Northampton Board: Who Gets a Break on Fees?

Photo courtesy of Northampton County – Northampton County recently completed installation of a kayak launch at the Oyster harbor. It is free for public use. The kayak launch was paid for with tourism infrastructure funds generated by transient occupancy taxes collected by Northampton hotels, motels, and bed-and-breakfasts.

By Stefanie Jackson – A local nonprofit recently asked Northampton supervisors to waive the fee the county normally charges to review plans for new construction, but it turned into a debate about who gets more breaks in Northampton County, the “haves” or the “have-nots.”

Laura Vaughn, executive director of the Barrier Islands Center, requested a fee waiver in the amount of $1,515 regarding construction of a road to be used by school buses transporting visiting students across the property to the education building.

But as soon as a motion was made and seconded, Supervisor Robert Duer interjected, “I have one of my famous questions. … What do we charge that money for?”

Director of Planning and Zoning Susan McGhee explained that in the past, fees were collected to pay a consultant to review construction plans. But since McGhee now handles plan review, any fees collected essentially help pay her salary.

Duer supported the nonprofit but asked, “What are we going to do for the no-profit people in our county? The people that don’t have any money at the end of the month. … We never waive a fee for them.”

“The ‘haves’ are getting everything, but we haven’t done anything for the poor widow who got an old house she can’t afford to tear down. We’re going to charge her $110 to do that. Where’s her waiver?”

Chairman Spencer Murray pointed out Northampton County offers tax relief for the elderly, and McGhee added that she does not have the power to waive fees.

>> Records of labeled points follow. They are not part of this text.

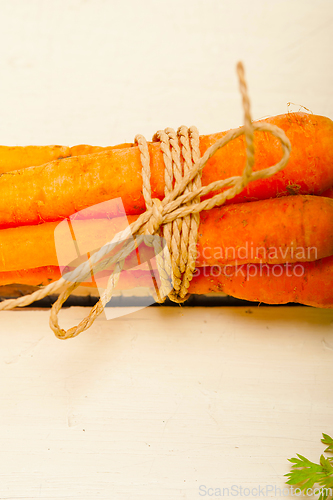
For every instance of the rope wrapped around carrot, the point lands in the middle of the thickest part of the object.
(180, 207)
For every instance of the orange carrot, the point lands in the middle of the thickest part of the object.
(308, 283)
(18, 157)
(58, 189)
(295, 228)
(328, 193)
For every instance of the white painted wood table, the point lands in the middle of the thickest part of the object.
(166, 403)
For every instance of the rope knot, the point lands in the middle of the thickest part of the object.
(156, 218)
(178, 214)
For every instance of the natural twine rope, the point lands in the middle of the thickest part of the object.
(178, 213)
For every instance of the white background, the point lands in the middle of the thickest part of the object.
(155, 404)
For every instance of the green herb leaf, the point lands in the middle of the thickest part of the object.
(307, 474)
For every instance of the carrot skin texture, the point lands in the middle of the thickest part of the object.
(309, 283)
(260, 284)
(290, 229)
(63, 187)
(328, 193)
(19, 157)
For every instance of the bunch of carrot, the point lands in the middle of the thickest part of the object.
(290, 212)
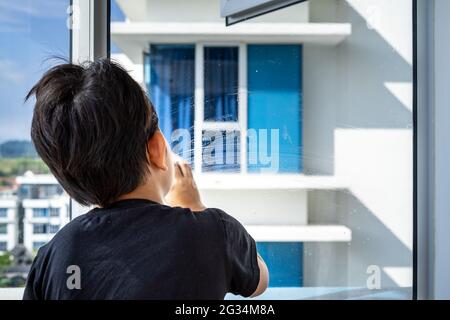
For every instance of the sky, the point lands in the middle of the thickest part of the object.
(32, 33)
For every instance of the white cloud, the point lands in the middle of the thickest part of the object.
(9, 71)
(14, 15)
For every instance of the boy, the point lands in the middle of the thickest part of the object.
(150, 236)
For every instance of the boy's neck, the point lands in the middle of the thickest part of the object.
(145, 191)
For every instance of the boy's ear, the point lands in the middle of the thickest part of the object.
(157, 149)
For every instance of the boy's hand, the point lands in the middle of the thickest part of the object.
(184, 192)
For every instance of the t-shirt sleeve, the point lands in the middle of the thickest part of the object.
(241, 255)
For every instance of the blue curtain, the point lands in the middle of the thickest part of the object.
(221, 83)
(171, 86)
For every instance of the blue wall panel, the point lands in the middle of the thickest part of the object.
(275, 102)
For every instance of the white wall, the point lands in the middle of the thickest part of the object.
(29, 220)
(11, 221)
(358, 124)
(199, 10)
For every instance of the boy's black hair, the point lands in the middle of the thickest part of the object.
(91, 124)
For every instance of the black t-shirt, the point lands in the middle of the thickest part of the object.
(139, 249)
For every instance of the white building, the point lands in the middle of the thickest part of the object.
(349, 201)
(8, 223)
(45, 207)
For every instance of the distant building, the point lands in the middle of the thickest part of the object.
(8, 223)
(44, 207)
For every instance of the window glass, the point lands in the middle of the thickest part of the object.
(33, 36)
(221, 83)
(299, 124)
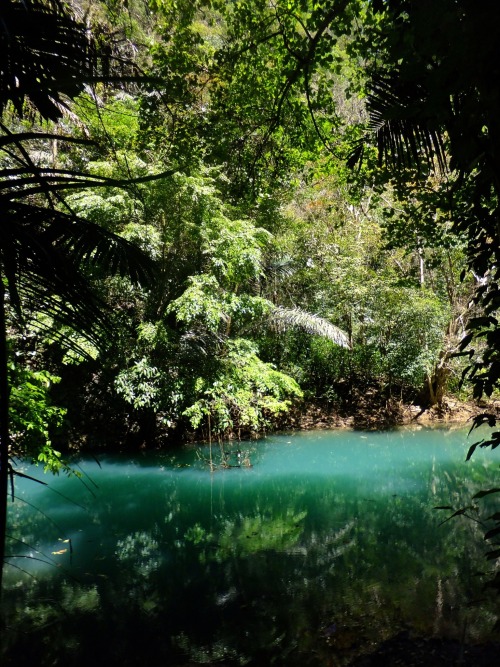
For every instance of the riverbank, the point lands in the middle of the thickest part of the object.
(372, 412)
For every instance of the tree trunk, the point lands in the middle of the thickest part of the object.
(4, 431)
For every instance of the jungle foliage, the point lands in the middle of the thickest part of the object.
(230, 209)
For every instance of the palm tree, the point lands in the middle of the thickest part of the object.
(47, 57)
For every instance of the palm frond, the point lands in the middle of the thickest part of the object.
(284, 318)
(43, 253)
(46, 56)
(407, 123)
(403, 118)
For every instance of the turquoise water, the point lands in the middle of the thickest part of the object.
(325, 545)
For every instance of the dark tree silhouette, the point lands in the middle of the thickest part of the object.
(46, 58)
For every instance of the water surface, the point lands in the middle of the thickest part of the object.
(326, 545)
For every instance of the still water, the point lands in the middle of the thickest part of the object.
(327, 544)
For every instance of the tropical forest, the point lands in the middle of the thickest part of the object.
(249, 346)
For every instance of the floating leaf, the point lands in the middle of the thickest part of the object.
(481, 494)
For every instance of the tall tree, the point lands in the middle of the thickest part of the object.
(46, 251)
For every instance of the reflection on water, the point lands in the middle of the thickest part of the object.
(325, 546)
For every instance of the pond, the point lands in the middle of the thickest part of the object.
(319, 547)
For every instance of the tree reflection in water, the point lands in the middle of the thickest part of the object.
(328, 546)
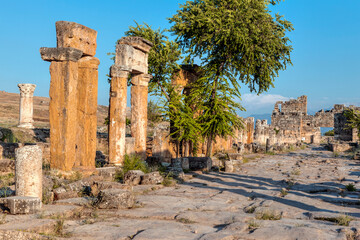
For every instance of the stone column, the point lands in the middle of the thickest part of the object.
(26, 105)
(87, 92)
(73, 96)
(139, 99)
(117, 113)
(63, 105)
(28, 171)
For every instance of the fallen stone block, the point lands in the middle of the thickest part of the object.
(115, 199)
(151, 178)
(133, 177)
(21, 205)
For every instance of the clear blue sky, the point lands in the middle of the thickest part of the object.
(326, 40)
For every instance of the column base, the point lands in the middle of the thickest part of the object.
(26, 125)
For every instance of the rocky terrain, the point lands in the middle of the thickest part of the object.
(305, 194)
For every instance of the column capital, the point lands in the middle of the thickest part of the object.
(141, 79)
(26, 89)
(60, 54)
(120, 71)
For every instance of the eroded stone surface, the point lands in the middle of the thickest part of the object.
(28, 171)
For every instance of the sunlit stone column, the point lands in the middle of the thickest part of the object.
(139, 99)
(28, 171)
(117, 113)
(26, 105)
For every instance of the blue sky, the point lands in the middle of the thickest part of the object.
(326, 65)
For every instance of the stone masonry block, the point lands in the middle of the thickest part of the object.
(71, 34)
(200, 163)
(21, 205)
(60, 54)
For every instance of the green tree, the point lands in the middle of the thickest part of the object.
(353, 118)
(163, 65)
(235, 41)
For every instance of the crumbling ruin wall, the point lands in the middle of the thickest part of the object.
(341, 131)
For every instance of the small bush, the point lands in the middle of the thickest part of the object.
(134, 162)
(350, 187)
(268, 215)
(329, 133)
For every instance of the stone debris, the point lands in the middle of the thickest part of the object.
(21, 205)
(133, 177)
(115, 199)
(28, 171)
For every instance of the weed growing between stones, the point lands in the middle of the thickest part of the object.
(268, 215)
(283, 192)
(253, 225)
(350, 187)
(185, 220)
(343, 220)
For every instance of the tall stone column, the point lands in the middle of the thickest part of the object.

“I realize that,” Duer said, “But you know what, the guy that’s the runt of the litter, he never gets a break in this county. Never. And that’s why we have tires dumped on Nature Conservancy land and things like that, because they don’t have $12” to pay for the dump to take the tire.

“I’d like to have a break given to some guy who’s in a no-profit situation,” he repeated.

Murray acknowledged Duer has tried to help citizens who struggle financially and has never voted for a tax increase in four years as a supervisor.

County Administrator Charlie Kolakowski approved of Duer’s idea for a needs-based program to waive fees for demolishing dangerous structures, and he agreed to develop the program and present it to supervisors.

Supervisors waived the plan review fee for the Barrier Islands Center in a unanimous decision.